Compare this to IPV6 where you get a slice of the public address space to place your devices in and they are all directly addressable. In that case your crappy ISP router also is a “proper” firewall. Strangely enough it usually is a “stateful” firewall with default deny-all rules that tracks network connections and looks and performs almost exactly like the NAT version, just without address translation.

domi,
@domi@lemmy.secnd.me avatar

So OP is correct, it does apply a measure of security. Port scanning someone behind NAT isn’t possible, you just end up port scanning their crappy NAT router provided by their ISP unless they have specifically opened up some ports and directed them to their internal IP address.

You end up just port scanning their crappy router on IPv6 as well because ports that are not opened are stuck at the firewall either way, no matter if you use IPv4 or IPv6.

Just because every device gets a public IP does not mean that IP is publicly accessible.

An advantage that IPv6 has against port scanning is the absurdly large network sizes. For example, my ISP gives me a /56 prefix, that is 4,722,366,482,869,645,213,696 IPv6 addresses. Good luck finding the used ones with the port open you need.

Even with just a /64 prefix you get 18,446,744,073,709,551,616 addresses, way outside the feasibility of port scanning.

KillingTimeItself,

Compare this to IPV6 where you get a slice of the public address space to place your devices in and they are all directly addressable. In that case your crappy ISP router also is a “proper” firewall. Strangely enough it usually is a “stateful” firewall with default deny-all rules that tracks network connections and looks and performs almost exactly like the NAT version, just without address translation.

realistically, it wouldnt surprise me if ISPs started NATing on residential IPV6 networks, just for the simplicity, but still allowed end users to assign their own IPs if they so pleased. Given the surge in shitty IOT devices, that’s probably a good thing for most people. Though a firewall would also accomplish this as well.

KillingTimeItself,

you know what is more secure? Not being connected to the internet.

KillingTimeItself,

NAT is functional as long as you like NAT, which im pretty sure nobody likes, so uh.

BaldProphet,
BaldProphet avatar

Plenty of people like NAT.

KillingTimeItself,

the only people that like nat are network admins, and ISPs.

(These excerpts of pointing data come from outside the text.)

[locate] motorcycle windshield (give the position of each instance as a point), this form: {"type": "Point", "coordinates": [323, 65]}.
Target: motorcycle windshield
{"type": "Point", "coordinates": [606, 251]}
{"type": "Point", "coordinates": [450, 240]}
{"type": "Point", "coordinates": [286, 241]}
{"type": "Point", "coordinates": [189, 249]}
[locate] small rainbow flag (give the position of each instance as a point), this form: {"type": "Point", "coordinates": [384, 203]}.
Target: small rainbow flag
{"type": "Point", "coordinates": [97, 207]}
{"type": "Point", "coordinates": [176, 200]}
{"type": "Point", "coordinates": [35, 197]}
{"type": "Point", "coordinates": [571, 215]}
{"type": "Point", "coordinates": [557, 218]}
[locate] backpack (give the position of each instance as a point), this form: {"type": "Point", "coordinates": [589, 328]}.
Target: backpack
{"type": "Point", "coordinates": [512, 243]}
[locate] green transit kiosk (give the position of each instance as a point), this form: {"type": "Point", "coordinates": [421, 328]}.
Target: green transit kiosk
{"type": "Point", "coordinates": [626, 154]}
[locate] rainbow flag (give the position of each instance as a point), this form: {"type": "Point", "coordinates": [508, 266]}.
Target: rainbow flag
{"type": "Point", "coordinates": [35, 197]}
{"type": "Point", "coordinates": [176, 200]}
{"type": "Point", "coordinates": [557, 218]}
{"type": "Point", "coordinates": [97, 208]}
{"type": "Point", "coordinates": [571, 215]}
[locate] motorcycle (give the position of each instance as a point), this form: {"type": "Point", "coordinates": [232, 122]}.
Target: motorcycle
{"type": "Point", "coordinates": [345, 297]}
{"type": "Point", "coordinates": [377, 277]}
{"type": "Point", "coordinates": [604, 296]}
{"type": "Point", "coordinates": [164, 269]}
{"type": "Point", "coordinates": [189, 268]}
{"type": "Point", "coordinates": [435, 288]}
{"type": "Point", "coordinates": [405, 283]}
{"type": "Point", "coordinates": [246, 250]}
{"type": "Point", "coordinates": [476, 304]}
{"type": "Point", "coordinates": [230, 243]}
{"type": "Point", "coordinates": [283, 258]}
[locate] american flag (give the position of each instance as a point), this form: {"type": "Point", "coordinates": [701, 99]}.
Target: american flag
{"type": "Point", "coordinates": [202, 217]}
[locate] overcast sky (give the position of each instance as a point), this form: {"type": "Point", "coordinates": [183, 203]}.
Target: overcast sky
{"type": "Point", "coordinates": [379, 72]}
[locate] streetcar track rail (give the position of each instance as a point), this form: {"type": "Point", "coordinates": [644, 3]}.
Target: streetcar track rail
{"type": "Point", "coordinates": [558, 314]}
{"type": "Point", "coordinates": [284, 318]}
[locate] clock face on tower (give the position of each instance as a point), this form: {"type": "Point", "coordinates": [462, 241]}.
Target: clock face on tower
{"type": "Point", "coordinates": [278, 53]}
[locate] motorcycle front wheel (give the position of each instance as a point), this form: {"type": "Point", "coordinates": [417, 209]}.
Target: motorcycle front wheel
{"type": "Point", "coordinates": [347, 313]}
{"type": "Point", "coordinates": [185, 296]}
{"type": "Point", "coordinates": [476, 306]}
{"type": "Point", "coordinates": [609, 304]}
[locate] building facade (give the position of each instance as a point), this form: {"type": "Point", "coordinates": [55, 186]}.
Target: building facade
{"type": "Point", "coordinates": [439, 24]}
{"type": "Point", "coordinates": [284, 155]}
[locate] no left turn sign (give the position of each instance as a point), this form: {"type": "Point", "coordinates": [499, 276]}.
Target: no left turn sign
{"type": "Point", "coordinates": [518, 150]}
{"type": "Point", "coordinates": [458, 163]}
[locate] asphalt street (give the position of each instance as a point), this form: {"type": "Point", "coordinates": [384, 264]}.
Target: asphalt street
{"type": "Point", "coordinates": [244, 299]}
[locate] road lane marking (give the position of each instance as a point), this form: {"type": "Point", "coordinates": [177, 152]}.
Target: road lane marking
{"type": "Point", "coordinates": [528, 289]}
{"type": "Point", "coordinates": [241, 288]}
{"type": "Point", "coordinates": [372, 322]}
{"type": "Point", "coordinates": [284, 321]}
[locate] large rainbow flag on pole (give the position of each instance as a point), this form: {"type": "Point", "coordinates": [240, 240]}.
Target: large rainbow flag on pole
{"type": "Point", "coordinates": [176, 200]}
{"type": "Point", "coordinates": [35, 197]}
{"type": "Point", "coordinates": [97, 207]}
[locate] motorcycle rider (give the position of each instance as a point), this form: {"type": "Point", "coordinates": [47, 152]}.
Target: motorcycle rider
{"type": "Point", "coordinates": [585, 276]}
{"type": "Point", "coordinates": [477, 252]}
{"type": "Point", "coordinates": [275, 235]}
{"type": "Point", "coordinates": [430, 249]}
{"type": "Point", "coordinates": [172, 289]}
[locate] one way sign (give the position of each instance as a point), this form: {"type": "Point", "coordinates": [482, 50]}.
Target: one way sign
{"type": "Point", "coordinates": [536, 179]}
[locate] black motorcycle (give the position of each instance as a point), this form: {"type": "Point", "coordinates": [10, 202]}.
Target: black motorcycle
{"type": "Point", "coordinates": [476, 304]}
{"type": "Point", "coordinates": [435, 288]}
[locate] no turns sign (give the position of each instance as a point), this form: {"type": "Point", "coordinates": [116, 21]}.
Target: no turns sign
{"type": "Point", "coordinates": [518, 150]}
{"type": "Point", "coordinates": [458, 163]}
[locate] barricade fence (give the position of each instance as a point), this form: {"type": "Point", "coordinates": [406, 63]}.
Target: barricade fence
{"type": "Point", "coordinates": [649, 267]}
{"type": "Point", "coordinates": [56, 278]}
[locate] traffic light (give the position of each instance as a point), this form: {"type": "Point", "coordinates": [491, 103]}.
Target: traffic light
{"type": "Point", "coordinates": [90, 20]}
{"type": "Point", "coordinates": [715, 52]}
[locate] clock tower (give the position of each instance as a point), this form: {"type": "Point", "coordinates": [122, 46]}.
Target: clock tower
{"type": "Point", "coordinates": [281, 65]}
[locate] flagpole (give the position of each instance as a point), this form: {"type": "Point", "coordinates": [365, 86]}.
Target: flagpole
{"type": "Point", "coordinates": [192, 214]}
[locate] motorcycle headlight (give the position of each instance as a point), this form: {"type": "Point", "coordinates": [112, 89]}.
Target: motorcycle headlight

Everyone else hates them. The rest don’t care, but they wouldn’t know a NAT if it hit them in the face.

Zer0_F0x,

Am sysadmin, can confirm I don’t wanna learn it.

KillingTimeItself,

not a sysadmin, but i admin a system or two, have yet to learn it myself, but will eventually learn it.

Nyanix,
@Nyanix@lemmy.ca avatar

Also a sysasmin, really don’t wanna learn it…or have to type it on the daily

vzq,

Lots of really large sites are horribly misconfigured. I had intermittent issues because one of the edge hosts in Netflix ‘s round robin dns did not do MTU discovery properly.

PlexSheep, (edited )

My university recently had Internet problems, where the DHCP only leased Out ipv6 addresses. For two days, we could all see which sites implemented ipv6 and which didn’t.

Many big corpo sites like GitHub or discord Apperently don’t. Small stuff like my personal website or suikagame.com do.

Vilian,

github is so stupid with that, it’s actually funny

Mythnubb,

That’s a fun little game there!

folkrav,

Say this to my very large Canadian ISP who still doesn’t support IPv6 for residential customers. Last I checked, adoption in Canada was still under 50%.

calcopiritus,

50%?? I fucking wish. In Spain we are at 5%. I finally got IPv6 in my phone this year, but I want it in my home, which is still only available as IPv4 even if they’re the same ISP.